Realidad caleidoscópica
Todo esto no significa que el arte haya sido desconsiderado por los filósofos que precedieron a los del siglo XVIII, cuando el gusto y el placer comenzaron a ser investigados con decisión. Conservamos fragmentos presocráticos en los que se sienta posición sobre el origen de la creatividad literaria, y unos apuntes de Aristóteles sobre el teatro, olvidados durante un milenio, no han dejado de suscitar interrogantes desde su redescubrimiento en el Renacimiento. Platón imaginó el espacio que deberían ocupar (o desalojar) los artistas en una ciudad ideal.
Ya en el siglo XX, Heidegger entendió que la poesía abría un camino único para pensar problemas esenciales que habían sido exiliados de la filosofía. Adorno escribió el último gran tratado de estética de que disponemos – un grito de guerra modernista que enfrenta tanto las servidumbres del entretenimiento masivo como la banalización política – y ayudó a rescatar los heterodoxos escritos de Benjamin.
La posmodernidad emergió en corrientes arquitectónicas y artísticas antes de que Lyotard la proyectara a la categoría de espíritu general de una época. Los problemas del arte y la literatura han ocupado a pensadores tan distintos entre sí como Derrida y Rorty, Deleuze y Danto, Vattimo y Foucault. Este elenco, desde luego, se podría ampliar sin ningún esfuerzo. Pese a todo, la pregunta por el arte contemporáneo continúa superando muchas veces los intereses, y otras las fuerzas, de la mayor parte de los filósofos, cuyos empeños actuales son desbordados casi de inmediato por una realidad caleidoscópica.
Habermas, precavido, apenas se refiere al arte; los filósofos analíticos lo abordan de modo marginal y desde de una reductiva, aunque consistente, psicología. En el amplio capítulo final de su libro, Bubner atribuye la situación periférica de la estética desde los tiempos de Kant y Hegel a la violenta revolución artística ocurrida en el siglo XX.
“La liberación radical de la producción artística misma del recinto ontológico tradicional – escribe Bubner – y la superación de cualquier canon (…) han dejado irremediablemente atrás las posibilidades de la teoría [filosófica]”. El permanente shock de lo nuevo en el arte descalabra cualquier intento de captura teórica. Formas sucedáneas de la estética, como denomina Bubner a las que practican, por ejemplo, los propios artistas, no satisfacen los exigentes criterios de los teóricos, quienes sin embargo apenas logran ofrecer algo a cambio. La estética se hace fuerte en revisiones permanentes sobre su propia tradición conceptual. Pero se trata de un refugio seguro antes que de un desarrollo acorde con los tiempos.

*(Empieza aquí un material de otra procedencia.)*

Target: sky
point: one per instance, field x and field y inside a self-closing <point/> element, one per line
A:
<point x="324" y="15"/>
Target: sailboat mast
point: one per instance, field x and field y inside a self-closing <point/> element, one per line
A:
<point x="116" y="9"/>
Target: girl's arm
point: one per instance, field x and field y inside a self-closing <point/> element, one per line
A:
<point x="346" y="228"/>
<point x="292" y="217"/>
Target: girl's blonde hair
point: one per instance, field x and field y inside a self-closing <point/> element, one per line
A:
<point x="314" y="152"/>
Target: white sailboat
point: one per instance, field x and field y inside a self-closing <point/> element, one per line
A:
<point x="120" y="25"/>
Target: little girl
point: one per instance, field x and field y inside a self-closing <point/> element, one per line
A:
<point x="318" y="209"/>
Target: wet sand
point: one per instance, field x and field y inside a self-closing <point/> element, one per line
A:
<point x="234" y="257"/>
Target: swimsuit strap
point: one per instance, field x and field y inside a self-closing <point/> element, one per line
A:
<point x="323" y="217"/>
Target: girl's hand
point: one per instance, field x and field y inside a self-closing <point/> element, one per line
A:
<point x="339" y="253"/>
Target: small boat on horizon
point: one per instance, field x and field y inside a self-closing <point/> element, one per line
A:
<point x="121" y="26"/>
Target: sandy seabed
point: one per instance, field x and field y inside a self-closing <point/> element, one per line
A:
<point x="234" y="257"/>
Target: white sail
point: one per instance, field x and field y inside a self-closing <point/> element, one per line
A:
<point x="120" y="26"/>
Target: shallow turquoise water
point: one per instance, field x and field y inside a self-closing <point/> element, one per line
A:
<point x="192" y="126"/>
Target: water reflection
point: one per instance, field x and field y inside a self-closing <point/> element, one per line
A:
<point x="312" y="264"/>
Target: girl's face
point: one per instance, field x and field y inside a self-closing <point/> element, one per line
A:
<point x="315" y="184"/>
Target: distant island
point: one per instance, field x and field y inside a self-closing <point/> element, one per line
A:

Distintas tendencias del pensamiento del siglo XX han visto en el arte un ámbito privilegiado para la verdad. En consecuencia, las rígidas fronteras entre la filosofía y el arte se volvieron permeables, explica Bubner. El arte ya no queda, como ocurría en el pasado, enteramente definido en términos de belleza o placer; la propia noción de obra de arte ha sido desmantelada por las vanguardias. Hegel aún se respaldaba en las obras; Kant, pensaba en términos de placer.
Algunas de estas visiones capitales todavía son muy útiles para nosotros, pero no podemos reflexionar sobre lo que nos rodea siendo rígidamente fieles a sus huellas.
Bubner busca rescatar la experiencia estética de inspiración kantiana porque no remite a objetos precisos, sino que acontece dentro del propio sujeto.
Pero esta propuesta de un regreso a la interioridad abre nuevas paradojas y dificultades. Hegel anunció que, en su época, el arte era una cosa del pasado y había sido superado. Es posible que su dictamen haya afectado más directamente a la disciplina que pretendía refundar, la estética filosófica, que al objeto del que ésta iba a ocuparse.